No menos importante es el excesivo uso de la metáfora en contextos científicos, que recientemente se está convirtiendo en un campo muy fecundo de estudio para filósofos y sociólogos de la ciencia. James Watson, premio Nobel por el descubrimiento de la estructura del ADN junto con James Crick, declaraba: “Antes se decía que nuestro destino estaba en las estrellas, pero ahora sabemos que está en nuestros genes”. Y que, trasladado a contextos sociales o políticos, da lugar a declaraciones como esta de Mariano Rajoy (en su emocionada glosa del libro del notario Luis Moure Mariño La desigualdad humana): ‘El hombre… nace predestinado para lo que habrá de ser’ (Faro de Vigo, 4 de marzo de 1983). ‘Rubbish’, exclama Lewontin. Basta con observar el cambio dramático que la educación personalizada ha traído a las personas con síndrome de Down para darse cuenta de lo erróneo de esa declaración. Y es que “el precio de la metáfora –en una frase de Nobert Wiener que nos recuerda el mismo Lewontin– es la eterna vigilancia”.
Para la persona interesada, hay una larga entrevista [presentada al final de esta entrada] realizada en 2003 con Lewontin, accesible a través de YouTube, donde expone con detalle sus puntos de vista sobre la ciencia, la actividad social de los científicos, el papel de los medios de comunicación en la transmisión del conocimiento, etc. Es un buen repaso de sus ideas, casi ya al final de su carrera científica. Forma parte de una serie de entrevistas tituladas Conversations with History, algo que a día de hoy es ya una realidad.

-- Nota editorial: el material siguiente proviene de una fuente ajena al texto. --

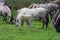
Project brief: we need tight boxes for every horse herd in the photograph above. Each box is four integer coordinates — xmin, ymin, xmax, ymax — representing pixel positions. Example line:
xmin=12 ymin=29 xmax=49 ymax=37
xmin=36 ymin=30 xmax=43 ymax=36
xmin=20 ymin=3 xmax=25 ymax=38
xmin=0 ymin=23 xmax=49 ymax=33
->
xmin=0 ymin=1 xmax=60 ymax=32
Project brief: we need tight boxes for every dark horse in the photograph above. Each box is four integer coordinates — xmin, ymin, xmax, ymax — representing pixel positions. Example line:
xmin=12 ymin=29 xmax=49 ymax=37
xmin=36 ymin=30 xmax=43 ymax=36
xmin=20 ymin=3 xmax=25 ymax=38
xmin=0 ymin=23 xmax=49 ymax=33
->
xmin=53 ymin=9 xmax=60 ymax=32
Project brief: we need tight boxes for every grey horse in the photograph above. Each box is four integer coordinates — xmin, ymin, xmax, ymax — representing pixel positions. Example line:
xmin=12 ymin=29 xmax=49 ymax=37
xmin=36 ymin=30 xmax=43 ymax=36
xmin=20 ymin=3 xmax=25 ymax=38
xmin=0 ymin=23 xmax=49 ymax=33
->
xmin=16 ymin=8 xmax=49 ymax=28
xmin=0 ymin=5 xmax=13 ymax=24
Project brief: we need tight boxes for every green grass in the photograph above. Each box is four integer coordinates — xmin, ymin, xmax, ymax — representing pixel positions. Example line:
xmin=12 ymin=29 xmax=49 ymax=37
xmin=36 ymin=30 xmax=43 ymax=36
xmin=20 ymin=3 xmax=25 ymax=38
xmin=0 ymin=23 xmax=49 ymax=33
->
xmin=0 ymin=11 xmax=60 ymax=40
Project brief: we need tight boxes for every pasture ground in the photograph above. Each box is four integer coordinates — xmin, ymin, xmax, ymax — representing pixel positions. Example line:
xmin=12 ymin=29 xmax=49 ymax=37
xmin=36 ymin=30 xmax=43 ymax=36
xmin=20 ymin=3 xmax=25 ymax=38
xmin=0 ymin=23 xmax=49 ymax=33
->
xmin=0 ymin=11 xmax=60 ymax=40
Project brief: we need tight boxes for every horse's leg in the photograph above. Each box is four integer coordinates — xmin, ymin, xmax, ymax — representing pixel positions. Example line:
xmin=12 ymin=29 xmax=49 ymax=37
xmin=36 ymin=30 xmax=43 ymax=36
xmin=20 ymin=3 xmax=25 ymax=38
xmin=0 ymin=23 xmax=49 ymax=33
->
xmin=27 ymin=20 xmax=31 ymax=27
xmin=42 ymin=21 xmax=44 ymax=28
xmin=3 ymin=16 xmax=7 ymax=23
xmin=21 ymin=20 xmax=24 ymax=26
xmin=45 ymin=14 xmax=49 ymax=28
xmin=50 ymin=12 xmax=53 ymax=20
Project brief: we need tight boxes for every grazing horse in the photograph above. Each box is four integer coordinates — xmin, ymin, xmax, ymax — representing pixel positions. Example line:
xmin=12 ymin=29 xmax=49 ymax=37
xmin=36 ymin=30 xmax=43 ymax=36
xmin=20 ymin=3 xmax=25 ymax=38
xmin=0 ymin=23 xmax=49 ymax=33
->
xmin=53 ymin=9 xmax=60 ymax=32
xmin=0 ymin=5 xmax=13 ymax=23
xmin=28 ymin=3 xmax=59 ymax=20
xmin=16 ymin=8 xmax=49 ymax=28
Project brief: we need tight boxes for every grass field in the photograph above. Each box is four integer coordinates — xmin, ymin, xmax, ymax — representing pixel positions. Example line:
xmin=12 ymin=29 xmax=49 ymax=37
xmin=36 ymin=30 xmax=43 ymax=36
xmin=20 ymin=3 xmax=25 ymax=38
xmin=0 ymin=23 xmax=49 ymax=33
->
xmin=0 ymin=11 xmax=60 ymax=40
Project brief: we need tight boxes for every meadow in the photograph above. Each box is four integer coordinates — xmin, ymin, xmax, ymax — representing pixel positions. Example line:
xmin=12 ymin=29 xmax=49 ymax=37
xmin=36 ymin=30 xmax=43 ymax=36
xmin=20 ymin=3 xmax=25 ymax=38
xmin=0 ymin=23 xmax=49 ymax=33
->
xmin=0 ymin=11 xmax=60 ymax=40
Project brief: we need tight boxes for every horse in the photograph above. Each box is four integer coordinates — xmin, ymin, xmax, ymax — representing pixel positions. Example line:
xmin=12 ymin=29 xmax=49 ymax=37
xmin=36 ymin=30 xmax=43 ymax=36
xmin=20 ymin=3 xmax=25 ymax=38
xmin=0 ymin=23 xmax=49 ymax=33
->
xmin=52 ymin=9 xmax=60 ymax=32
xmin=28 ymin=3 xmax=59 ymax=20
xmin=0 ymin=5 xmax=13 ymax=24
xmin=15 ymin=8 xmax=49 ymax=28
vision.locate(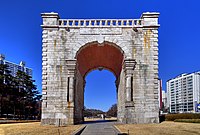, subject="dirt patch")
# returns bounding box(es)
[0,122,81,135]
[115,121,200,135]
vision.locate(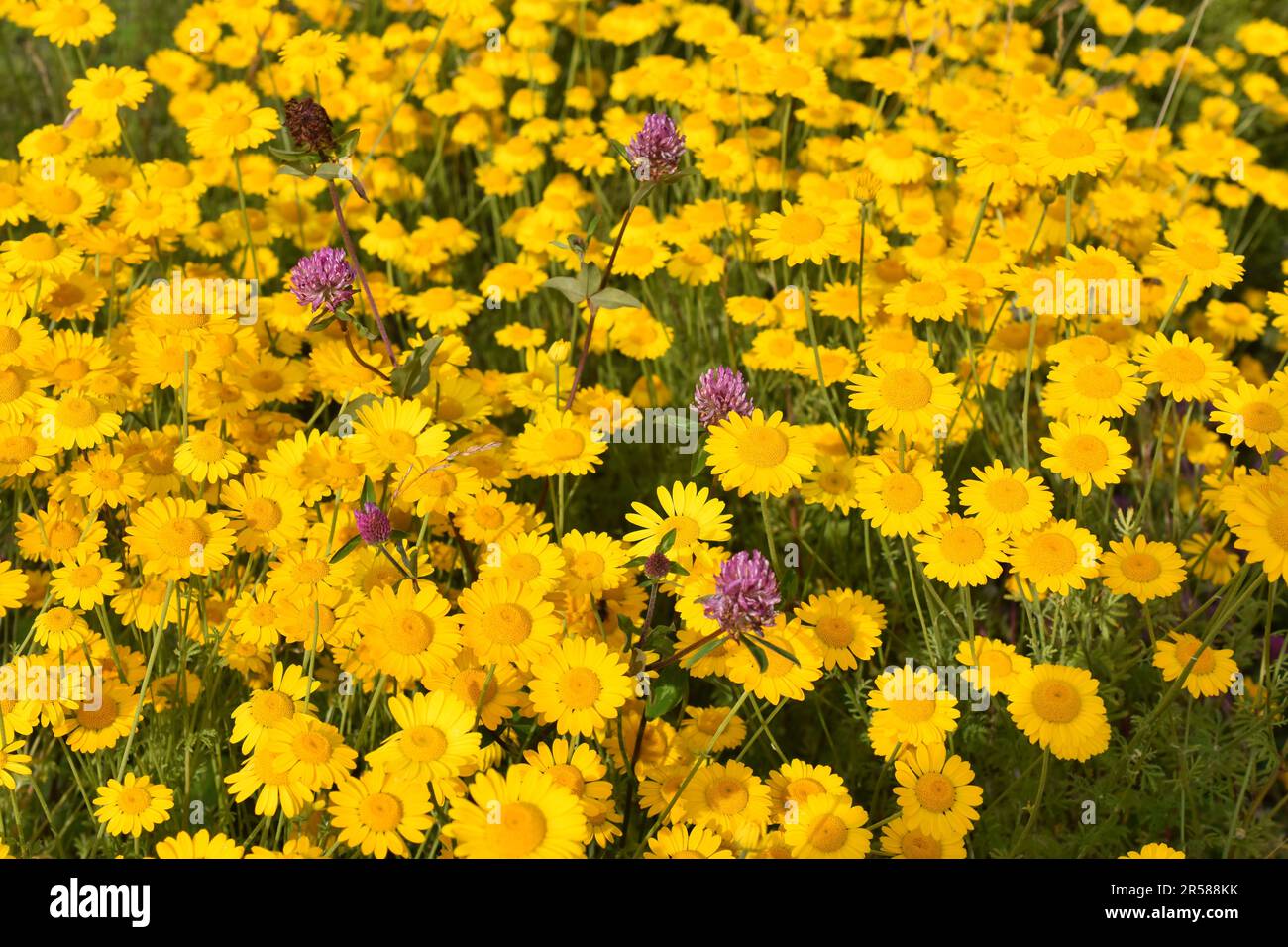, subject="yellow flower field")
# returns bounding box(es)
[0,0,1288,870]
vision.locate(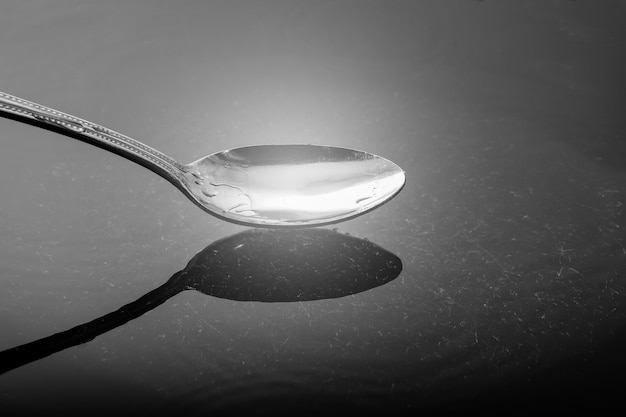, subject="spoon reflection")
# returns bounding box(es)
[0,229,402,374]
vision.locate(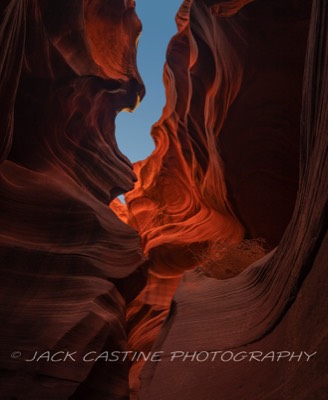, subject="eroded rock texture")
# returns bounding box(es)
[0,0,328,400]
[109,0,322,399]
[118,0,328,400]
[0,0,145,400]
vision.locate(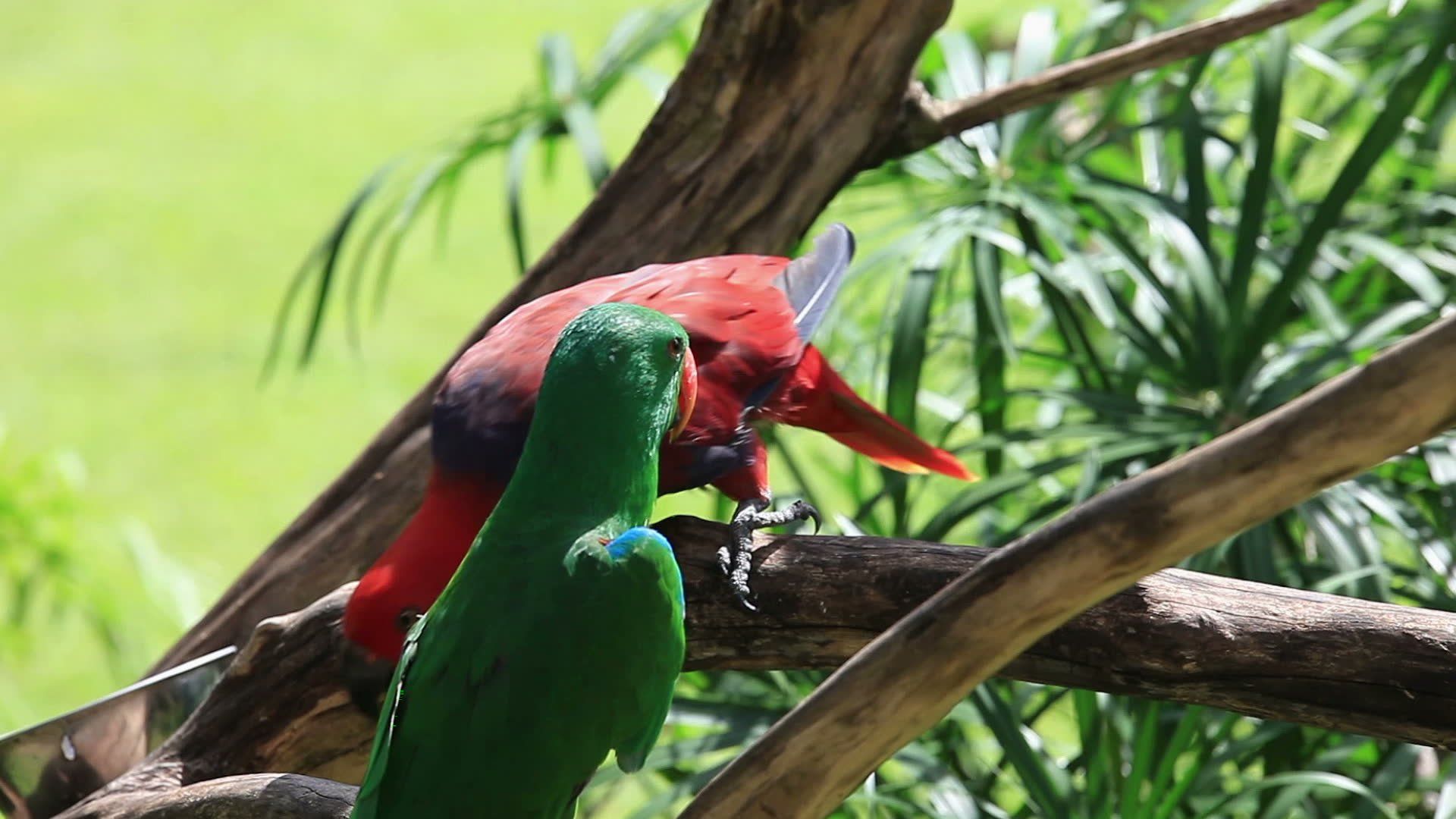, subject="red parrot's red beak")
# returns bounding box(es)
[667,348,698,443]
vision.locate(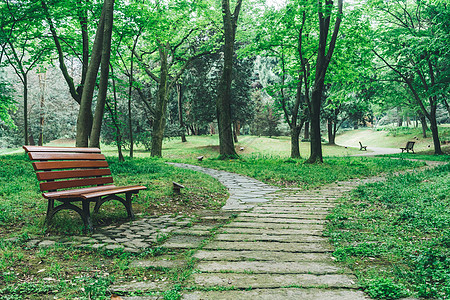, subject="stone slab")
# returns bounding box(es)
[223,221,325,230]
[235,214,325,224]
[203,241,332,253]
[192,273,357,289]
[193,250,331,261]
[196,261,342,275]
[182,288,370,300]
[130,259,186,269]
[215,232,328,243]
[109,281,169,294]
[238,212,326,220]
[221,227,323,236]
[161,235,204,249]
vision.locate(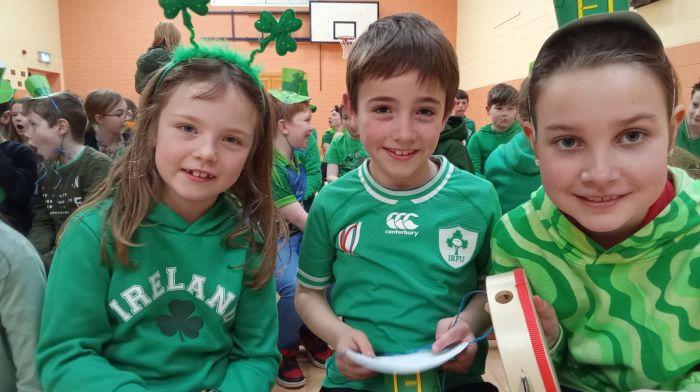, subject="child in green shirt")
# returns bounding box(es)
[326,105,367,182]
[23,91,112,271]
[492,12,700,392]
[467,83,523,175]
[270,75,331,388]
[296,14,500,392]
[676,82,700,157]
[37,46,280,392]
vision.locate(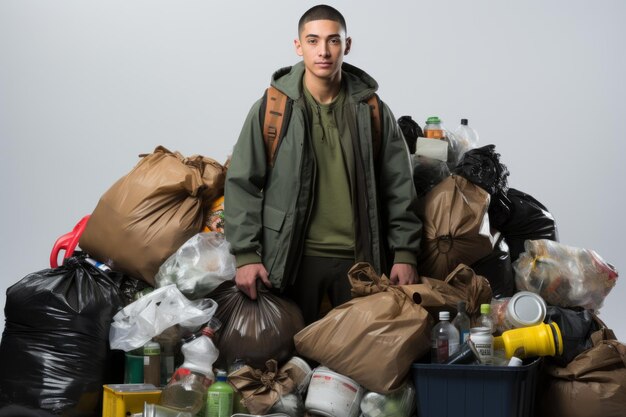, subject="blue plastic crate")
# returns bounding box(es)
[411,359,541,417]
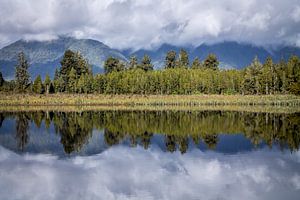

En castellano se pueden encontrar, entre otros, títulos como Genes, organismo y ambiente (Gedisa), La diversidad humana (Prensa Científica), El sueño del genoma humano y otras ilusiones (Paidós) o La base genética de la evolución (Omega, este más técnico que los anteriores). No está en los genes (Crítica) lo publicó conjuntamente con Steven Rose y Leon J. Kamin. Algunos de sus artículos académicos, incluido uno escrito con Noam Chomsky, son accesibles libremente en la web.
Richard era ateo y marxista. Como un auténtico clásico, su muerte no será un consuelo para sus detractores, pues su pensamiento crítico le sobrevivirá.